La paura ha una sua “bellezza collaterale”, è conseguenza dell’amore. Esiste paura là dove esiste amore. Se non amassimo niente e nessuno non avremmo paura di perdere ciò che non amiamo. Per esempio non abbiamo paura di perdere l’eccesso di peso, o di perdere i nemici. Ma abbiamo paura di perdere la salute, gli amici, le persone care... Quando celebro dei funerali e vedo le persone che piangono per la perdita della persona estinta, io vedo in questo una “bellezza collaterale”: il pianto rivela un amore profondo per la persona morta, significa che questa persona ha lasciato qualcosa di importante in coloro che ha incontrato nella sua vita. Sarebbe mostruoso se uno muore e nessuno se ne importasse. Il dolore per la scomparsa di qualcuno è conseguenza dell’amore. Così la paura di perdere qualcuno è conseguenza dell’amore per questa persona. Se non amassimo, non avremmo nessuna paura. Ma come dicevo, dobbiamo convivere con la paura senza lasciarci dominare da essa. Una certa dose di paura come abbiamo visto, fa bene, ma troppa no, ci paralizza.

III.

Gesù, che conosce tutte le nostre paure, ci dice oggi per tre volte “non abbiate paura”. Anche Gesù lo sappiamo ha avuto paura: nell’orto del Getsemani ha addirittura sudato sangue. Anche Maria e Giuseppe hanno avuto paura quando hanno smarrito Gesù. Maria disse a Gesù appena ritrovato letteralmente queste parole: “abbiamo passato le pene dell’inferno”. Ma la cosa più importante è che alla fine l’amore è più grande e vince ogni paura. La fede in Dio è l’antidoto migliore contro la paura. Parafrasando il famoso aneddoto di Mártin Luther King potremmo dire: “Un giorno la paura bussò alla porta. La fede andò ad aprire, e non trovo nessuno”.

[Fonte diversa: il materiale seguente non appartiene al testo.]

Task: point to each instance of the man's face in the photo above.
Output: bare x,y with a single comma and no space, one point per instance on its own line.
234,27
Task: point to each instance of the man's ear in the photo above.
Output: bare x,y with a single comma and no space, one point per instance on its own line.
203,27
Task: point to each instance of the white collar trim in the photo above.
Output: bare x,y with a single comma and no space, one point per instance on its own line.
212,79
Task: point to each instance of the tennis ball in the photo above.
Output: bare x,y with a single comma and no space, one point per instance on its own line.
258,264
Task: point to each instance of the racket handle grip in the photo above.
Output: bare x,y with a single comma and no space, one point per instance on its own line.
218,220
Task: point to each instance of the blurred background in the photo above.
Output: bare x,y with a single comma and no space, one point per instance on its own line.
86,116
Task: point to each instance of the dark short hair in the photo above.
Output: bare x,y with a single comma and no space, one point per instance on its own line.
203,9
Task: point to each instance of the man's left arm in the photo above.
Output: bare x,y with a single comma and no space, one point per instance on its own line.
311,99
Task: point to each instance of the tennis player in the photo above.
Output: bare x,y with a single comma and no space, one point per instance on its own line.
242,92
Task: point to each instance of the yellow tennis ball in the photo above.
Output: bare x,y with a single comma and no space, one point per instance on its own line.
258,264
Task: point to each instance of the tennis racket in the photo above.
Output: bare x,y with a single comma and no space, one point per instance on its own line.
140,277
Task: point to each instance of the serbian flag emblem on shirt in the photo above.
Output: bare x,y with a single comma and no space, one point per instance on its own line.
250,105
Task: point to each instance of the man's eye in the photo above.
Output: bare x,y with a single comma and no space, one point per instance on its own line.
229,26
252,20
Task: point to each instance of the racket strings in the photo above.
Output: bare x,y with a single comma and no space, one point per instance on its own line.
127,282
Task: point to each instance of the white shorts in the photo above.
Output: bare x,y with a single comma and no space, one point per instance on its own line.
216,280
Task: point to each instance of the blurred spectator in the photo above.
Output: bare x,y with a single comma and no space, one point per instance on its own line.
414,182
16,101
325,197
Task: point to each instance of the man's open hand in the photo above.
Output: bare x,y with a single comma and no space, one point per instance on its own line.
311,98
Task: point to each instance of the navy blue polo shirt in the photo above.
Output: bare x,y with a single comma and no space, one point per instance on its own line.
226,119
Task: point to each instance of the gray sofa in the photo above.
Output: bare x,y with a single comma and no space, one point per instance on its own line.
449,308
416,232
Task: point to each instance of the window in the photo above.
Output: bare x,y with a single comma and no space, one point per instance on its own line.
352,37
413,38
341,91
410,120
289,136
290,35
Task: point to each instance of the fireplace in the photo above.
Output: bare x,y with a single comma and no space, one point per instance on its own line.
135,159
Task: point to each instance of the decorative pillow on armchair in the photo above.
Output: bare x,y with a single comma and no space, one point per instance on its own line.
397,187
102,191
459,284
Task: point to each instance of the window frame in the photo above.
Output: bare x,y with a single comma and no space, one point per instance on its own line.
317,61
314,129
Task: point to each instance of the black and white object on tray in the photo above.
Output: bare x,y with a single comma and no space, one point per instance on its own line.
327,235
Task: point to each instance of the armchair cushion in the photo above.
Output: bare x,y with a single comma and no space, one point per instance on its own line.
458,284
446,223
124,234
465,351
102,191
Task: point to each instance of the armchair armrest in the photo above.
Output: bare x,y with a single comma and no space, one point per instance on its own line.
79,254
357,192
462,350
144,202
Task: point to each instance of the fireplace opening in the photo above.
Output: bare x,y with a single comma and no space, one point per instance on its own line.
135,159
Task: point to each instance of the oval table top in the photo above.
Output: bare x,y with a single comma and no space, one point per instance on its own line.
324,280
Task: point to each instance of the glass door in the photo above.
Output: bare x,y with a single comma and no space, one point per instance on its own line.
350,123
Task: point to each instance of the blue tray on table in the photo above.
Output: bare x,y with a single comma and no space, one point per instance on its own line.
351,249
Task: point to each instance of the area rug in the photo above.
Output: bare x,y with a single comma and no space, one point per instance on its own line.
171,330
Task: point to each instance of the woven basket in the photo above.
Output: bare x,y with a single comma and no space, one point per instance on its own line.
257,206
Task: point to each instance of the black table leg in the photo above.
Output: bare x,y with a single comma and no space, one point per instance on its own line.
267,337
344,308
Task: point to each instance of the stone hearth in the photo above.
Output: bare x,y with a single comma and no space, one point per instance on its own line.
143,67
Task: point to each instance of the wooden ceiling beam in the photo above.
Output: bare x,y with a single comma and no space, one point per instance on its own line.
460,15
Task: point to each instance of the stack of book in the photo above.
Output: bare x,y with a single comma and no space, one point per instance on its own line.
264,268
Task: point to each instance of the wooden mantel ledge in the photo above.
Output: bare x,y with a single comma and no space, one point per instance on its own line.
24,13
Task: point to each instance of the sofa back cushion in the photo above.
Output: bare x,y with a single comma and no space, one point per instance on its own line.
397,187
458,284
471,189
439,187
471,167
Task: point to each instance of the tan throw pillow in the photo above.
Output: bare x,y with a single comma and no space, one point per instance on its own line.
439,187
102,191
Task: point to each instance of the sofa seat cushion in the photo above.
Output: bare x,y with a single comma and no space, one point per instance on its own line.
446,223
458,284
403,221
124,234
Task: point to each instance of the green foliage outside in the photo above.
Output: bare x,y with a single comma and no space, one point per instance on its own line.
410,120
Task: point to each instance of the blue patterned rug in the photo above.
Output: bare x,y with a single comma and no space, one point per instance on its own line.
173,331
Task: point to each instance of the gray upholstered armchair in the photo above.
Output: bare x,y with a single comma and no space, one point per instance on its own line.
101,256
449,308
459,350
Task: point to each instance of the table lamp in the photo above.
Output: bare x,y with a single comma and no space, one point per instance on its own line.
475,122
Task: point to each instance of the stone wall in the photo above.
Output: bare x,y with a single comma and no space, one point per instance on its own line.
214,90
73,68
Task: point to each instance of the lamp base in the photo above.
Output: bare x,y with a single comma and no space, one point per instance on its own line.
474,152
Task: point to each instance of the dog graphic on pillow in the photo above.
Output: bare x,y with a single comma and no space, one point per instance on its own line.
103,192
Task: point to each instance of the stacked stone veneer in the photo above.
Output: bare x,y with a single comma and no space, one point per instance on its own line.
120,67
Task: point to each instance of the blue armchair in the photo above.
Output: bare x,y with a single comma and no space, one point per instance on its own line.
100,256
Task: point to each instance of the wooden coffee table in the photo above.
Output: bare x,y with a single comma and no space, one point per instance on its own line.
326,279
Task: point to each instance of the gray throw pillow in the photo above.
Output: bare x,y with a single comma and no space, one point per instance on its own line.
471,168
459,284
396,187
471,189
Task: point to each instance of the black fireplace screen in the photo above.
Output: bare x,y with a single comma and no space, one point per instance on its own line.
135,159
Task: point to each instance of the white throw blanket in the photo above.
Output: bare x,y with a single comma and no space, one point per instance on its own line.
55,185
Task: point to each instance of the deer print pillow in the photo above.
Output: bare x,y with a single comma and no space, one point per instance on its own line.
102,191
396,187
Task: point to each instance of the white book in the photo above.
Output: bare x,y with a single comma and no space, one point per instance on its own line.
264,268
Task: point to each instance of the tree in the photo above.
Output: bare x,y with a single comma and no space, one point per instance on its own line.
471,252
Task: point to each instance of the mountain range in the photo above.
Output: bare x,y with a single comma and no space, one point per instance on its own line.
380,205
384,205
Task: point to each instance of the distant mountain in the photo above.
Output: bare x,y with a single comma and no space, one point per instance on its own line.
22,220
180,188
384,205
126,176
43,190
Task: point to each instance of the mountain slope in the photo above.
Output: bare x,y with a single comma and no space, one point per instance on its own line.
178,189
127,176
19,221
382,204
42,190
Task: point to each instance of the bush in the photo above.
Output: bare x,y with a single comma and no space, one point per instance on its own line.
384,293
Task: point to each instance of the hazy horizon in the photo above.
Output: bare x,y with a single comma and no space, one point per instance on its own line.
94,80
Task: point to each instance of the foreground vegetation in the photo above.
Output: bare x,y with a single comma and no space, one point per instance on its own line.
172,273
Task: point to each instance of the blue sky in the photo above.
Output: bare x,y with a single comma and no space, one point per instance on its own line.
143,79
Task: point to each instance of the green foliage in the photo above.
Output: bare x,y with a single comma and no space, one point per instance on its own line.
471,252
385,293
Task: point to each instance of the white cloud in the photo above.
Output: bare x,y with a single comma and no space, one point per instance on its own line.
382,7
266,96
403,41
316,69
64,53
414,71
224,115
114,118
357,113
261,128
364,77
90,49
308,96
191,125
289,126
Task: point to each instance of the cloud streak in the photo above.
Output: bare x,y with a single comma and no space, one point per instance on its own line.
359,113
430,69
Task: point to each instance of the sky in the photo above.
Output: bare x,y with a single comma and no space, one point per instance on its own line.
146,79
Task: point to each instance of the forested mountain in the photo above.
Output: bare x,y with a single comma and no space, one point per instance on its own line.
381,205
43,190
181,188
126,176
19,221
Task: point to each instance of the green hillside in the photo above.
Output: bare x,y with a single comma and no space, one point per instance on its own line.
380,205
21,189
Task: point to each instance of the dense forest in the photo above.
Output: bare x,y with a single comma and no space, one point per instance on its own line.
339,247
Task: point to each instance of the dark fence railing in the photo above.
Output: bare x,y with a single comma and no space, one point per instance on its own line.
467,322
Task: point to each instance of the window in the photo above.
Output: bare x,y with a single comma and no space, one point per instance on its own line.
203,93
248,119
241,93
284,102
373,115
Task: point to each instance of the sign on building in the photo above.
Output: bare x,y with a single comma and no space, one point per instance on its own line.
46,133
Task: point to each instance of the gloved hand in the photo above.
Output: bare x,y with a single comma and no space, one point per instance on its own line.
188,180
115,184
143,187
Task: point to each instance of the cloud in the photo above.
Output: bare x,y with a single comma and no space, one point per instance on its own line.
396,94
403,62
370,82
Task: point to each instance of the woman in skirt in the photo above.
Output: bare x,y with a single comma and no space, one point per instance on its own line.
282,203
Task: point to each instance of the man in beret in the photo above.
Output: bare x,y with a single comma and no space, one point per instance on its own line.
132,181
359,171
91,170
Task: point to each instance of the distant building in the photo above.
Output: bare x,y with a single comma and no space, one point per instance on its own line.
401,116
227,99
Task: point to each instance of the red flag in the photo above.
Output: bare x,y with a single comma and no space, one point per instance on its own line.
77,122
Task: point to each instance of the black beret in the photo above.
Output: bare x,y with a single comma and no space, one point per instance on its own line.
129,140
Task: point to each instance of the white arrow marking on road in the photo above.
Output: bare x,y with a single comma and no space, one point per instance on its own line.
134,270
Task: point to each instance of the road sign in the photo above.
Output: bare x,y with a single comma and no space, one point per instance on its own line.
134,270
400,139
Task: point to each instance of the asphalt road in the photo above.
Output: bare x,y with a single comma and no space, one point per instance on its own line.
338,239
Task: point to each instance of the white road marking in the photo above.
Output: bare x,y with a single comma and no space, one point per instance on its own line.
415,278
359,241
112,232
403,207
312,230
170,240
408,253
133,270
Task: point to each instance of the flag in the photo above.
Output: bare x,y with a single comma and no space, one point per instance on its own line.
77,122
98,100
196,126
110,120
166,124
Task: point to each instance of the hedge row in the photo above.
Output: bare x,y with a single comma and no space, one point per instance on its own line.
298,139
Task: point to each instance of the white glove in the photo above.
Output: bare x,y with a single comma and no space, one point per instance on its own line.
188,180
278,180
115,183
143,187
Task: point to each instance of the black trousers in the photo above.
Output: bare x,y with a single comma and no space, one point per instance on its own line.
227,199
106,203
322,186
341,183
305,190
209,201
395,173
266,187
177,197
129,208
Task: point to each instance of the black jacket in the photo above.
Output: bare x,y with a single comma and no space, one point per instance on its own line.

Noi che crediamo, affrontiamo con serenità le nostre paure perché sappiamo che non siamo mai soli. Anche i molti che durante questa pandemia sono morti in ospedale senza i loro cari, non erano soli. Dio era con loro a consolarli e accoglierli. Perché Dio non abbandona mai i suoi figli. E se Lui sa quando cade un passaro, volete che non sappia degli uomini dei quali conosce anche il numero dei capelli?

Chiediamo allora al Signore di aiutarci a convivere con le nostre paure senza lasciarci sopraffare, mantenendo sempre la nostra fede per essere un giorno riconosciuti da Lui, come ci dice nel Vangelo di oggi. “Non abbiamo paura” perché la nostra fede ci dice che non è vero che viviamo una volta sola. Si muore una volta sola. Tutti gli altri giorni viviamo.